#histoire #05 | Abords de l’île

Ivan

C’est bizarre. Je vois pas le fond de l’eau. Elle est comme toute remontée. On dirait qu’elle est épaisse. Je savais pas que l’eau ça peut être épais. J’ai envie d’aller la toucher. Elle coupe vraiment avec le ciel. Ca fait la falaise, l’eau et le ciel. Blanc, noire, bleu. Comme parfois quand je ferme les yeux très forts et que je vois des couleurs. On dirait qu’elle est nette l’eau. Je sais pas comment dire. Elle a l’air comme posée là. Toute épaisse. Même les feuilles elles sont comme posées dessus. J’ai l’impression que je pourrais marcher dessus, comme quand elle est gelée parfois en hiver. 

Myrrah

L’eau s’agite aujourd’hui. Elle a quelque chose à nous dire. Même les arbres se penchent vers elle. Où est-ce elle qui écoutent les arbres ? Ils s’attirent mais avec prudence. Penchés comme ça, les arbres m’ont l’air différents. Moins… moins immenses. Comme plus près de moi. Si eux se penchent et que moi je me hisse haut sur mes pieds et que je tends haut le bras peut-être qu’on pourra se toucher. Je préfère tourner le dos à l’eau. L’eau elle n’est pas à nous. Elle s’appartient. Les arbres je peux tenir leurs troncs. 

Alexis

Un décor. Un décor en carton pâte. La falaise qui tombe, la mer mal coloriée, des jets d’encre déversées dedans et le village, toujours les mêmes toits, les mêmes places, la même église et aucun horizon. Aucun horizon. Un décor fermé sur lui-même. Je veux le crever. Je veux le défoncer, passer derrière et jamais regarder en arrière, cette falaise qui rétrécit. 

La mère d’Ada

L’eau est toujours brune. Sombre. Avec ces feuilles qui flottent. Elle a l’air sale. Elle a toujours l’air sale. Elle donne un aspect sale à l’île. Ca me dégoûte. Il y a une odeur de vase. Normalement les galets maintiennent l’odeur. Il va falloir que je réarrange mes fleurs devant la boutique pour construire une forteresse d’odeur.
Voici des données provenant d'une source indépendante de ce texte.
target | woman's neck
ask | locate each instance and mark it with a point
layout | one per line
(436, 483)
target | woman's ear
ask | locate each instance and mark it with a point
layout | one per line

Les arbres jettent leurs feuilles dans l’eau comme des sacs poubelles éventrés. Et les tessons de bouteilles. C’est crade. 

Joseph

Tout se plie. La mer se gonfle. Ca souffle en dessous d’elle. Je connais ce mouvement, discret, qu’on ne peut attraper que du coin de l’oeil, quand on fait semblant de ne pas regarder. C’est le Vent. Il revient.